Daniel Filan (00:41:53): Yeah, so a somewhat bad way you could do it would be to just assume that the actual entries of the matrix are random or maxent or something. I think that’s probably bad if you’re worried that the weights are somehow chosen adversarially or something. But if you randomly pick, suppose the final matrix is 8 by 16, or 8 by 8, whatever, and you’re like… Or actually, let’s suppose that it’s 6 by 6 for simplicity, and you randomly roll two dice and it comes up like 3 and 4. And you’re like, “Okay, I want row 3 column 4”. And so, you just figure out the bits of the matrices you have to dot product together to get row 3 column 4 of the final thing. And maybe the issue is just, if you have four matrices that you’re multiplying together, you have to fully multiply the middle two to get row 3 column 4 of the final one. But yeah, I’m imagining that the randomness is in you randomly pick what you look at rather than you’re assuming random distribution of the things.

Jason Gross (00:42:56): I think that might work. I haven’t spent the time to fully push through the details. You still need some way if you get these numbers for multiple different paths through the network and then you want to combine them, and you want to make some guess about the output. I could totally believe that just the most naive thing would work here.

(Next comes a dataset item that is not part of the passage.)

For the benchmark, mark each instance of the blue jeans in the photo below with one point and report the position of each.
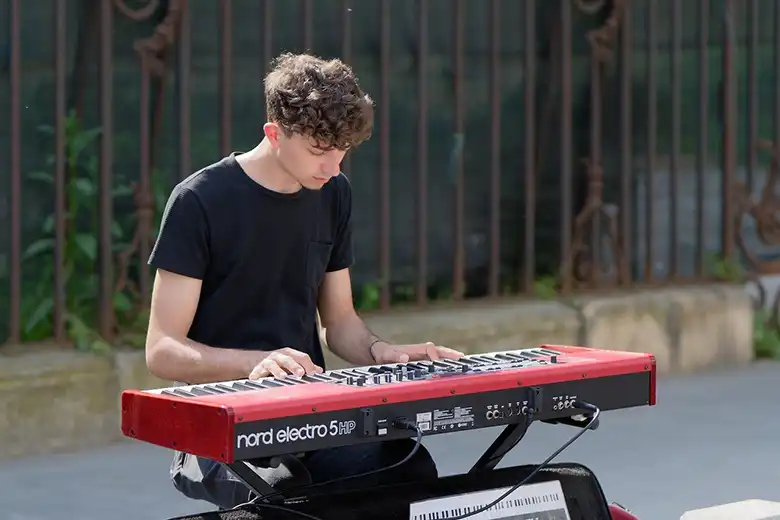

I just haven’t put in the time to chug through the details and see what bounds you get out by doing this.

Daniel Filan (00:43:25): Okay. Well I guess, maybe this is one of these times when listeners who like concentration inequalities or something can maybe push stuff forward here.

Jason Gross (00:43:35): I want to flag one more related thing that I’ve been thinking about for the past couple of minutes: that one of the subtleties that comes out of looking at compact proofs is that it matters what thing you’re trying to compress. So, here I’m saying, we might see something different potentially if we’re trying to compress a proof versus if we’re trying to compress this probabilistic computation.

(00:43:56): Another interesting subtlety is that the thing that we’re compressing is the proof and not the network itself. That is, we’re compressing the computational trace of running the network on every single data point, as opposed to just finding the shortest description length of the network itself. I think this is important and gives you a different sort of intuition about what the thing is that you’re doing and the way in which mechanistic interpretability is compression.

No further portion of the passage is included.